A Tale of Terror

I’d like to talk about a recent GCN that is one of the scariest I’ve seen at LinkedIn. The actual impact was limited; it only hit services that were deployed during the incident, and it happened relatively late in the day so only a handful of things had been deployed in that timeframe. …but had it happened earlier in the day…oh, man, could it ever have been worse. I only have a single inGraph to share from this one:

This is what push notification sends for Messaging (sent through ATC) looked like during the incident. A super-quick primer on how ATC works: ATC is responsible for managing a subset of outbound communications from LinkedIn. Outbound messages routed through ATC are mirrored to all production fabrics, and ATC uses lix to determine the fabric from which to send push/emails. If the message happens to be in the lix bucket from which ATC is supposed to send in that fabric, it sends. If not, ATC drops the message.

..but what if lix goes away?

Giant, bold, underlined, italic font because that’s the entire point of this post. (I actually just spent 5 minutes trying to figure out how to make the font bigger.) In the case of ATC it Fails Open, which is to say: in the absence of information about what it should send, it simply sends everything. This means sending duplicates in a failure scenario like this one. Imagine getting duplicate pushes for every message you receive from LinkedIn Messaging. Awful.
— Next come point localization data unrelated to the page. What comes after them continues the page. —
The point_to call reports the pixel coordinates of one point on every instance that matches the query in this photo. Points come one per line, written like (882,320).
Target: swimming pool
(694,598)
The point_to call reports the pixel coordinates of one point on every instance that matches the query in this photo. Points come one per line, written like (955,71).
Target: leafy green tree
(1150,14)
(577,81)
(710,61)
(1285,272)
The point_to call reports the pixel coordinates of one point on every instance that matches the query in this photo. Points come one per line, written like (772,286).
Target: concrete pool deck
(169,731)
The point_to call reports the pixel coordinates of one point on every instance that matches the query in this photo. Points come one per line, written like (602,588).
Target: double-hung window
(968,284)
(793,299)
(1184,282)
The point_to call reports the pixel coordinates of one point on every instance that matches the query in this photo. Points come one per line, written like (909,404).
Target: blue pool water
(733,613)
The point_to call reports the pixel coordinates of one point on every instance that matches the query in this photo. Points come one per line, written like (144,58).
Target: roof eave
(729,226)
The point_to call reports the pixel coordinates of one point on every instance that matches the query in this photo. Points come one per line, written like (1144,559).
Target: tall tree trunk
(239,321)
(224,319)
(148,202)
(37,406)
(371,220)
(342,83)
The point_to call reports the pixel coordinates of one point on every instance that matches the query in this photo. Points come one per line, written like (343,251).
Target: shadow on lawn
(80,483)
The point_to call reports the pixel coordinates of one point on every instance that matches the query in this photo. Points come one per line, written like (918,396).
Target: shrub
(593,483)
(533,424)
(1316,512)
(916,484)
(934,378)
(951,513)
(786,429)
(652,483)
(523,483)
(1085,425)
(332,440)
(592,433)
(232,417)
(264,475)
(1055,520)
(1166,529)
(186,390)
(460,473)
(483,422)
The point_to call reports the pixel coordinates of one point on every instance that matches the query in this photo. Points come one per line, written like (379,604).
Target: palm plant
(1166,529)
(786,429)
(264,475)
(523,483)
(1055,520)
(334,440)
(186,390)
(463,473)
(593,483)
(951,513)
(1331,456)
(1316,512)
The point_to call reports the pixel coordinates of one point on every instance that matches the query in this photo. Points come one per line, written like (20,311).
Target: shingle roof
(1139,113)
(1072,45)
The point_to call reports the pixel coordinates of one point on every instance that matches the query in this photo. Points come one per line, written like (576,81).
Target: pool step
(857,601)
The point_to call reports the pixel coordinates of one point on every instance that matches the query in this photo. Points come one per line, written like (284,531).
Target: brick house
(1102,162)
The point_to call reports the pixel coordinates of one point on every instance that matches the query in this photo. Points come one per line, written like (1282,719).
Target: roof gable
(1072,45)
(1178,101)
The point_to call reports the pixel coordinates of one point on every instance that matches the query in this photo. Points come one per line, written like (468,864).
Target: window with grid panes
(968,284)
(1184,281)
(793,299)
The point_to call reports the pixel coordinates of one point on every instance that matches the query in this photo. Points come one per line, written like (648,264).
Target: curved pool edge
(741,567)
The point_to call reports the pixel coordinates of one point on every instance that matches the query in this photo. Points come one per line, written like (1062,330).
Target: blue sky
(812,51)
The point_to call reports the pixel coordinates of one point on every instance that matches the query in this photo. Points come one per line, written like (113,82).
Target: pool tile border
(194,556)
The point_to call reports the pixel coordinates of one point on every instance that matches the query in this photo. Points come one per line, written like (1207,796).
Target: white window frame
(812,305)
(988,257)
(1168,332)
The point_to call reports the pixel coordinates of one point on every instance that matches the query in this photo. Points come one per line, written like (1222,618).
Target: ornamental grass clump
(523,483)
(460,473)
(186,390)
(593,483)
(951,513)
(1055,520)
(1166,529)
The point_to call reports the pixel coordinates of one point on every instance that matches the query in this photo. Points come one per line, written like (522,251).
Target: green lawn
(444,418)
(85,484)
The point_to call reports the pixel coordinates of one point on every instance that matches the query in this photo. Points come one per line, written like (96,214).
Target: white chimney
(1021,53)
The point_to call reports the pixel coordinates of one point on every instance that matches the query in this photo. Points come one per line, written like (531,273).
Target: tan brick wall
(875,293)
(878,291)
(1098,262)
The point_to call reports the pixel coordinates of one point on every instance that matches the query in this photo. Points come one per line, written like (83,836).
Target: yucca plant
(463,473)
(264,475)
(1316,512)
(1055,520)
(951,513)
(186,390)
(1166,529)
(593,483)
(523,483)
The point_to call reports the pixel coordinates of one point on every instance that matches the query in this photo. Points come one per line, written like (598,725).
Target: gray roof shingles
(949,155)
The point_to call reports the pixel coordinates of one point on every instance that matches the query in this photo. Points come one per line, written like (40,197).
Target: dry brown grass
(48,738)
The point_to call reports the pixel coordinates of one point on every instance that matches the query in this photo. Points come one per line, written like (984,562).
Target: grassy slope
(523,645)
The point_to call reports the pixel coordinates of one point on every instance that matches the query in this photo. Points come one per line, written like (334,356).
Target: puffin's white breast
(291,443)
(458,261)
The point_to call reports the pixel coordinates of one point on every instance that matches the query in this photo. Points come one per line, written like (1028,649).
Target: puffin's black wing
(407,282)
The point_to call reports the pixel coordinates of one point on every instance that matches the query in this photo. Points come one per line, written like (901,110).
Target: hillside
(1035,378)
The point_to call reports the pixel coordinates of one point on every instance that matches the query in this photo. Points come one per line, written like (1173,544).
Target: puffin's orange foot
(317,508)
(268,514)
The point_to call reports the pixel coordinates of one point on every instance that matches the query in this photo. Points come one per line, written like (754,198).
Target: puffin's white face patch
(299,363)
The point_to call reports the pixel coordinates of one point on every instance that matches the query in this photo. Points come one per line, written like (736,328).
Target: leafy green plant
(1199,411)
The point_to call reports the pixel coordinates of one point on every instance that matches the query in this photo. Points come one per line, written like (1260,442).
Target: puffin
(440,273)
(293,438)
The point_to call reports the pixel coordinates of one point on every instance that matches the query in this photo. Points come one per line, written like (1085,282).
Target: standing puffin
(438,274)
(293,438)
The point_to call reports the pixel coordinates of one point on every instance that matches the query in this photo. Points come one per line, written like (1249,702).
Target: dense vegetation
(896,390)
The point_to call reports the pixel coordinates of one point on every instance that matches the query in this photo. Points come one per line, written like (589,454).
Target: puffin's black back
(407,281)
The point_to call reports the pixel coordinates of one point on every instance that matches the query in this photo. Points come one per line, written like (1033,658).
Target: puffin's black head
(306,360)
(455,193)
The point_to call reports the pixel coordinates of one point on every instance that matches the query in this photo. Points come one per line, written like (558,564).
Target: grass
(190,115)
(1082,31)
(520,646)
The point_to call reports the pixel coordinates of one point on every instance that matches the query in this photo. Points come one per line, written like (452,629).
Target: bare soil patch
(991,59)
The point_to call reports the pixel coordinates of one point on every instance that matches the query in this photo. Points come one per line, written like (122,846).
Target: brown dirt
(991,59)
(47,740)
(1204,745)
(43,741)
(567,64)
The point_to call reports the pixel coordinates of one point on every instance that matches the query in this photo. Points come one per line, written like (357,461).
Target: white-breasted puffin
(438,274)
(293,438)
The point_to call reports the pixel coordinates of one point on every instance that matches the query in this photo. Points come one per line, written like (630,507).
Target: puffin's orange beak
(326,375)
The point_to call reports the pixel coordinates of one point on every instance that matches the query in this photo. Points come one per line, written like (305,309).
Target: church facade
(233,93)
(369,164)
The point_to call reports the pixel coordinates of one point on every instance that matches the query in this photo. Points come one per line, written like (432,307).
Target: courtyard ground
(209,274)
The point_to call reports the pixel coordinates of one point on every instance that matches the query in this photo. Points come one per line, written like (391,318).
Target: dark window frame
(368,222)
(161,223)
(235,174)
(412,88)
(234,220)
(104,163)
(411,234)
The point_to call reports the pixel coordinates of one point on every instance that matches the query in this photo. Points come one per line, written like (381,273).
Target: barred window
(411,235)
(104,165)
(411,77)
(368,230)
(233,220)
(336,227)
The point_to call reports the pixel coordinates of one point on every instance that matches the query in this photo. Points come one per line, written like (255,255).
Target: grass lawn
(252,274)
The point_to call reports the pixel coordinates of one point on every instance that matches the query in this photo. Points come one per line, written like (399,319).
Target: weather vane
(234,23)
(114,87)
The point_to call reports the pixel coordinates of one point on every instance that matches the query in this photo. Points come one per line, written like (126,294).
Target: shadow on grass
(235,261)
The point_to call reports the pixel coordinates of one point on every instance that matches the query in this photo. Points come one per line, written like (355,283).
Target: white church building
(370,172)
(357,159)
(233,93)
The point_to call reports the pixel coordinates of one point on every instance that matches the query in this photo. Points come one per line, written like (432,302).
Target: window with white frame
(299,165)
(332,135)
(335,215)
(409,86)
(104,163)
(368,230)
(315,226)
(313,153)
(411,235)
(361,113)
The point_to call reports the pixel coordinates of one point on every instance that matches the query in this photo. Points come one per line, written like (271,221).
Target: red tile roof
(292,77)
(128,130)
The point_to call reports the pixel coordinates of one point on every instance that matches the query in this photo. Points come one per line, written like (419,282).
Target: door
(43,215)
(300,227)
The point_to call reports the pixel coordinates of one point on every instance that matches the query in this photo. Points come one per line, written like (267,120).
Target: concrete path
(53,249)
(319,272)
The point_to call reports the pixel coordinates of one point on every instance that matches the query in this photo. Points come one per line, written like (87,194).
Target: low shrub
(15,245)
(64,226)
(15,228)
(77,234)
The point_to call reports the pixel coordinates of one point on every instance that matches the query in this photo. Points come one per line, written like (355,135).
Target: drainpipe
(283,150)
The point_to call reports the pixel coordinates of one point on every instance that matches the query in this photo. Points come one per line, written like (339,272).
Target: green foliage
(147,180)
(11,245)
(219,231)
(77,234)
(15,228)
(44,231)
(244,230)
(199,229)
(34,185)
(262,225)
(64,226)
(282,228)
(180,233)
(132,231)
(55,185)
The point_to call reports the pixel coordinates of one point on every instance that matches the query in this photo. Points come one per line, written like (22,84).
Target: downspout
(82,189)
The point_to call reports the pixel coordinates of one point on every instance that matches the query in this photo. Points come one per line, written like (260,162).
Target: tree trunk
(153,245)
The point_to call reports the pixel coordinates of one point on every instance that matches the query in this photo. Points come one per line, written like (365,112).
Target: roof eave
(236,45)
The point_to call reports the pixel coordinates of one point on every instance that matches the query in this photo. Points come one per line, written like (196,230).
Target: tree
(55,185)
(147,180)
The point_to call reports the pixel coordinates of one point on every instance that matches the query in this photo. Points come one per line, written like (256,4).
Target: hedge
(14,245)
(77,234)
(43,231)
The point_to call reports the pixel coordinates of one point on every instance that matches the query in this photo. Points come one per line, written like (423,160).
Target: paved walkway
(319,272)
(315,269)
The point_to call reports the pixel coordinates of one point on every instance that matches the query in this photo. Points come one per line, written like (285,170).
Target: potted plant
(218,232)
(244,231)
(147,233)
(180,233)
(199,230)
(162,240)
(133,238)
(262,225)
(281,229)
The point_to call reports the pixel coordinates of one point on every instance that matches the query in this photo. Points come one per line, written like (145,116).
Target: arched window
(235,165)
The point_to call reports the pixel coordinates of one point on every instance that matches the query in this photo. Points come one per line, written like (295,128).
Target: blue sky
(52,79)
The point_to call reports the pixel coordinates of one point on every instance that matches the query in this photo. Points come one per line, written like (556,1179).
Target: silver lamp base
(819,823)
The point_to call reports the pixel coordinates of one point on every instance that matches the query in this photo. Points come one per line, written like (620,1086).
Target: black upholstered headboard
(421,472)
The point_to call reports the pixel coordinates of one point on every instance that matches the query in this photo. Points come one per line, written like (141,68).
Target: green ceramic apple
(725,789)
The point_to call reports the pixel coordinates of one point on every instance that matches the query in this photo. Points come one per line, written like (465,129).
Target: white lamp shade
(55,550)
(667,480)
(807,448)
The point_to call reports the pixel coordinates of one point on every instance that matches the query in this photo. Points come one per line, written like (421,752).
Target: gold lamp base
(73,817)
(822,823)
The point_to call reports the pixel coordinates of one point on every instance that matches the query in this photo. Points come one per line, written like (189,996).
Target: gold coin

Maybe you don’t use LinkedIn Messaging a whole lot. That’s fine…and it’s not the point. Allow me to repeat:

What happens if lix goes away?

Fuck A/B testing of copy changes or relevance modeling or any of that; XLNT results are not what I’m talking about. An (hilarious) email went out talking about “these 6 or so lixen were the only ones impacted, so otherwise we’re good!” Cool…but what happens to your product if lix returns control for all members?

Maybe you’re leveraging lix for data migration. Maybe you’re using it to wrap a potentially dangerous infrastructure change. In short: Maybe your use case has nothing to do with A/B testing. As a company we’ve embraced lix as a mechanism for being able to carefully ramp anything and everything to a targeted population for vetting/verification. One of the very first questions asked when a code change might have impact is “can we lix this?” The intent is that we can ramp the change gradually, and then turn it off and go back to the drawing board if it went awry.

What happens if lix goes away?

Repeating it a third time. How will your product behave? Will your product even work at all?

Seriously. I don’t mean to give you nightmares, but think about it.